All the Carboniferous world’s lignin couldn’t have made its way into coal, and lignin isn’t even the only type of organic matter in Carboniferous-age coals. At least some of it must have decayed.

The paper also notes that where there are bits of fairly well-preserved plant tissue, there is some evidence that the decay process worked the same as it does today. There is preserved tissue showing visible signs of partial decay. Above-ground tissue is harder to find than root material, for example, which happens because a lack of oxygen in the wet ground prevents decay by oxygen-respiring organisms. And rather than lignin-rich remains, it’s the lignin-poor parts of those trees that seem to be preserved the best, the researchers say.

Stepping back from the magnifying lens, big-picture patterns seem to be telling a different story, too. Some Carboniferous coals include lots of material from ancestors of conifers, which contained more lignin than their giant club moss relatives, making these coals particularly lignin-rich. And at one point, these Carboniferous ecosystems shifted away from woody plants almost entirely, making very lignin-poor coals. If the coal were lignin-dependent, the rates of deposition would be very different. But looking across North America, there is no real difference in how much coal was forming at the time of those transitions.

So if missing fungus can’t explain the abundance of Carboniferous coals, what can? The researchers propose a more conventional explanation. The formation of coal requires two steps. First, you need a swampy environment where peat can accumulate in low-oxygen conditions that ward off decay. Second, you need to bury the whole mess quite deeply, allowing pressure and temperature to turn your peat into coal.

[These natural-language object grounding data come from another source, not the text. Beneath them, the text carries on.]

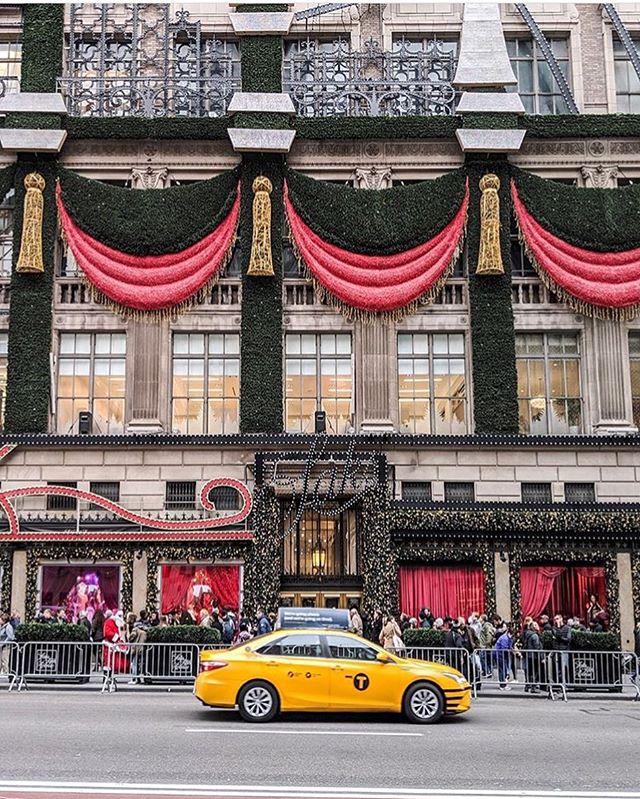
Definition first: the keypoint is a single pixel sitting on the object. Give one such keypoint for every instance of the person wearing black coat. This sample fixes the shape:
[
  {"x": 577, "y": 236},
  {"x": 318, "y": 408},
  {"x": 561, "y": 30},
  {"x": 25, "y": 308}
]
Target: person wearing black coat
[{"x": 532, "y": 649}]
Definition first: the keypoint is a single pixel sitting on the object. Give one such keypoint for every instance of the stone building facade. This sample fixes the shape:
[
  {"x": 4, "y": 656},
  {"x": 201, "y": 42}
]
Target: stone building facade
[{"x": 437, "y": 490}]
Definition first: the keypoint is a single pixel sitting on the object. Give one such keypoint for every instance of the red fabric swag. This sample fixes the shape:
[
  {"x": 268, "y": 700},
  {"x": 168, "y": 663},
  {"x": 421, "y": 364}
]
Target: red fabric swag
[
  {"x": 152, "y": 282},
  {"x": 378, "y": 283},
  {"x": 605, "y": 279},
  {"x": 446, "y": 590}
]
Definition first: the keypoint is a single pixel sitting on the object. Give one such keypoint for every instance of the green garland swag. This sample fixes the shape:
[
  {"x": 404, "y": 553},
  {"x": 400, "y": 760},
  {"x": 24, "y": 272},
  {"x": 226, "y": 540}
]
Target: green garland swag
[
  {"x": 377, "y": 222},
  {"x": 261, "y": 391},
  {"x": 28, "y": 372},
  {"x": 42, "y": 47},
  {"x": 604, "y": 220},
  {"x": 147, "y": 221},
  {"x": 493, "y": 351}
]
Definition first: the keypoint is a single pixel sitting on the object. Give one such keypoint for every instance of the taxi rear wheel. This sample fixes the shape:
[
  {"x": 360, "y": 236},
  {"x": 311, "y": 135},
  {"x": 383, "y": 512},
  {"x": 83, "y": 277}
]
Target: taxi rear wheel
[
  {"x": 258, "y": 701},
  {"x": 423, "y": 703}
]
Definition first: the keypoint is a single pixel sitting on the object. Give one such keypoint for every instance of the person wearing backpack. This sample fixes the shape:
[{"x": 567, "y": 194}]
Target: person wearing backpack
[{"x": 228, "y": 628}]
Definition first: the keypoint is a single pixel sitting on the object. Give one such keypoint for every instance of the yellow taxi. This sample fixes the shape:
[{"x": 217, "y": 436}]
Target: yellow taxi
[{"x": 332, "y": 670}]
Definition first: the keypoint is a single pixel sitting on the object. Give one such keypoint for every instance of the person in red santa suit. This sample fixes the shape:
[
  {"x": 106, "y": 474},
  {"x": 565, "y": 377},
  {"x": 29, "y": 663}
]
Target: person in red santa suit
[{"x": 112, "y": 635}]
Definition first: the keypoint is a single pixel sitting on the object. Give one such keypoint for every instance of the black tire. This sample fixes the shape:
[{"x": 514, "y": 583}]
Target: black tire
[
  {"x": 258, "y": 702},
  {"x": 423, "y": 703}
]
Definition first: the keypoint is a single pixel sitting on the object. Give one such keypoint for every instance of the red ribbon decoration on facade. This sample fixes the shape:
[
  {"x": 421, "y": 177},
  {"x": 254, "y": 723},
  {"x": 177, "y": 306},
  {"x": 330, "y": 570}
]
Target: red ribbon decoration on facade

During the Carboniferous, the Pangaea super-continent was coming together. And in a tropical swath along the equator, a mountain range (now the Appalachians) was being pushed up by continental collision. On either side of that growing mountain range, the crust bowed downward a bit as a result. Those ever-deepening bedrock buckets were positioned right beneath soggy tropical wetland regions. The end result was lots of deeply buried peat.

There was one other time in North American history with significant coal formation, and that was a period bracketing the mass extinction of the dinosaurs. Then, too, there was mountain-building (this time the Rockies) with a neighboring basin, and hot, wet climate conditions.

Describing the neat story we’ve been using to explain the abundance of Carboniferous coal, the researchers write, “Such geobiological hypotheses sometimes persist based largely on the strength of their novelty, without sufficient predictive testing.” Having tested this hypothesis and found it lacking, they conclude that “the Carboniferous-Permian peak and subsequent decline in coal production most likely reflects a unique combination of tectonics and climate with the particular details of the evolution of plant and fungal community composition bearing no direct relevance.”

PNAS, 2016. DOI: 10.1073/pnas.1517943113  (About DOIs).